Senior foreign attorney SungUk Park and senior attorneys Young Jay Ro and Young Man Huh of Kim & Chang summarise some of the recent amendments to the Financial Investment Services and Capital Markets Act (FSCMA).

Amendments were made to the FSCMA in 2013 whereby any entity that wished to become a general partner of a private equity fund (PEF) established after Aug. 29, 2014 is required to fulfill certain registration requirements. No such requirement had previously existed.

Most recently, on Sep. 2, 2014, certain proposed amendments to the FSCMA were resolved by the cabinet council as subsequent measures to implement the Plan to Reform the PEF Policies and M&A Invigoration Plan (which was announced by the Korean government on March 6, 2014 to promote the Korean M&A market, increase tax support for M&A transactions and relax restrictions on M&A transaction structures). The amendments are, in general, focused on easing certain restrictions on the formation and investment activities of Korean PEFs.

Some of the key amendments to the FSCMA are:

  • The current post-registration system, which required a PEF to register with the Financial Supervisory Service (FSS) within two weeks of its formation and does not allow a PEF to engage in any business until the completion of registration, will be changed to a post-formation reporting system.

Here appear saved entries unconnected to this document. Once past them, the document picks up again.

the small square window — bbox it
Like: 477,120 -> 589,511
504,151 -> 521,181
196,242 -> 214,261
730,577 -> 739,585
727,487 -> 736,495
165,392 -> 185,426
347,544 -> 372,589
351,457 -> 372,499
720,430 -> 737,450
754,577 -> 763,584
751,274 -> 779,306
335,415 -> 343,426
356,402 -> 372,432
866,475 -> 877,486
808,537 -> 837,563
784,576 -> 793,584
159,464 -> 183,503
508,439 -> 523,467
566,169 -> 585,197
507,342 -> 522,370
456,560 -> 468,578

The post-formation reporting system requires a PEF to file a report with the FSS within two weeks of its formation, but allows a PEF to commence its business right after completion of its formation without waiting for completion of review on the report by the FSS.
  • PEFs are permitted to allocate up to 30 percent of their net assets in securities without any management participation purposes, thereby providing flexibility to PEFs’ interim management of uninvested funds.
  • The proposed amendments permit PEFs to manage their currency exchange risk with respect to their general assets by investing in currency exchange-related derivative products.
  • Currently, PEFs are allowed to use only a single layer of SPC in their investment into a target company. However, the proposed amendments permit PEFs to use multiple layers of SPCs in their investments.